Why ever not? There's been a recession on, and it's not as if we're unaccustomed to the two-for-a-tenner tango. Deep discounting and voucher schemes are now commonplace at high street restaurants such as The Real Greek, Pizza Express, Carluccio's, Yo! Sushi, Masala Zone, Loch Fyne, Strada, Zizzi, Prezzo and Ask: it's so entrenched that some restaurateurs now doubt that customers will ever willingly pay full price again.

But a lot depends on the kind of restaurant you're in, and the kind of experience you're looking for. Having discussed with your waiter the nether reaches of the wine list or weighed up the merits of Quicke's versus Keen's over the cheeseboard, are you willing to look him in the eye come totting-up time and say, "Hang on, I've got a voucher"? We are, of course, eager to hear your tales of successful and unsuccessful coupon-brandishing and possible mortification therein, but Jain believes that there's a time and a place for discretion.
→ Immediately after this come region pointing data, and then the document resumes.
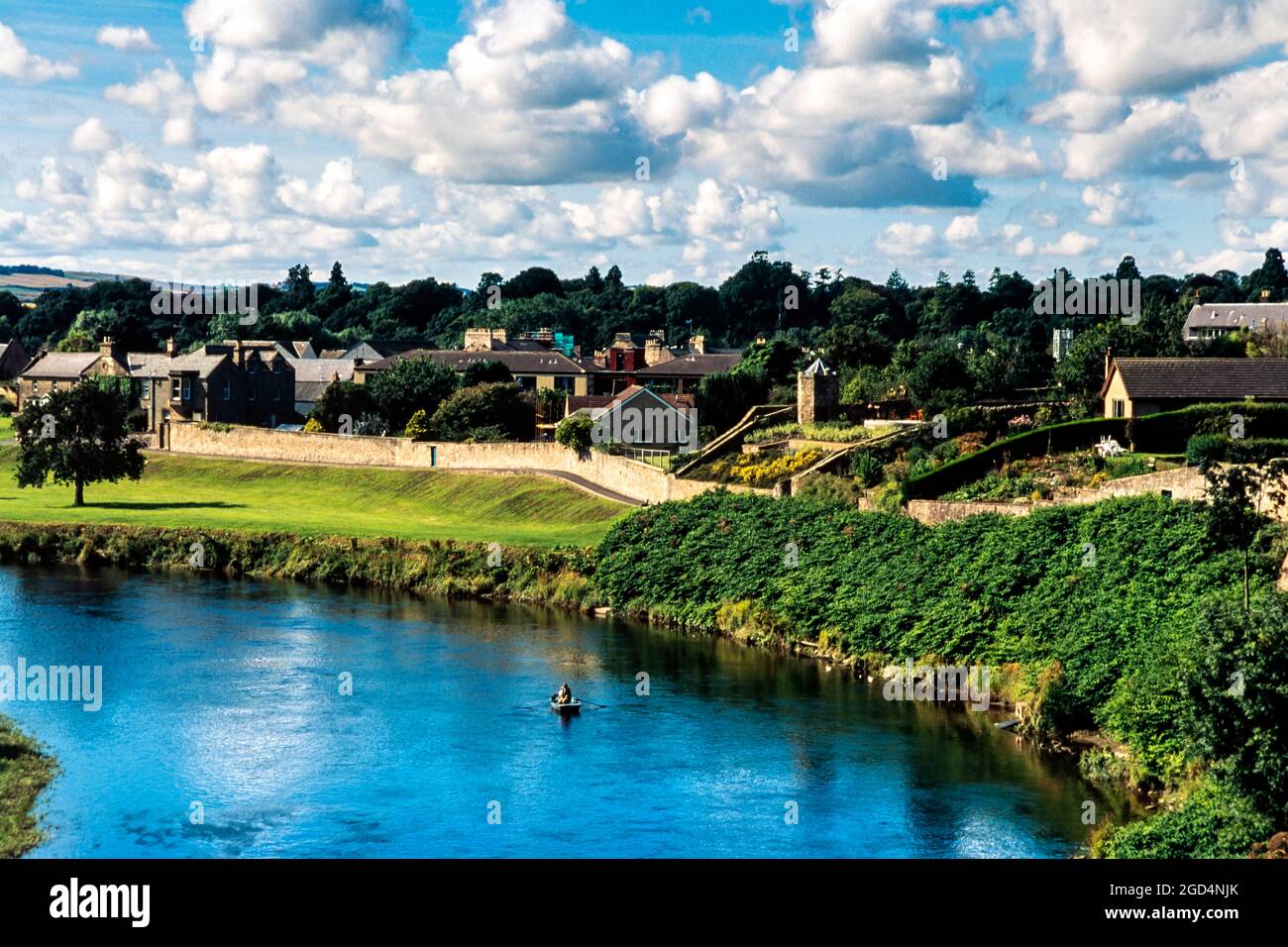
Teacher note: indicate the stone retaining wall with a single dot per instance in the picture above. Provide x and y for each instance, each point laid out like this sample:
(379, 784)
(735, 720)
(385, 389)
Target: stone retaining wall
(630, 478)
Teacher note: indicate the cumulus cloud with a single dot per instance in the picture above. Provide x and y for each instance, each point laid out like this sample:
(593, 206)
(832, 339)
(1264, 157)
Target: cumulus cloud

"If I was out to dinner with someone I'd been dating for a year and a half," he says, "I'd be bragging about getting money off. But if it was a second date, it might be different." There are many other occasions, work and social, when it's feasible that the host or hostess might not want their guests to know that they are being wined and dined at a discount. And, of course, the smarter the restaurant, the less willing they may be to cheapen themselves in public by offering explicit deals despite a pressing need to get bums on seats. There's a complicity here - the restaurant needs the business, the customer needs the discount, but neither necessarily wish to shout about it.

What's the catch? Jain's model operates on the same lines as flight ticketing, with prices lower at quiet times. Like airlines restaurants have a high level of fixed costs, but varied demand ? and Table7 is designed to entice customers into restaurants at off-peak times. Our explorations reveal some slots you'd want: 12.15pm for lunch and 7pm for dinner at L'Autre Pied on a Thursday, with 30% off the bill, or a 1.30pm lunch or 7pm dinner at Maze with 20% off. Of course, there are also some more eccentric timeslots, like dinner at 6.30pm or 10pm at Eight Over Eight. Would you want to know whether your date or host is an insatiable but discreet bargain hunter (which some consider an excellent quality for a future ally in business or love)? If so, try checking your watch.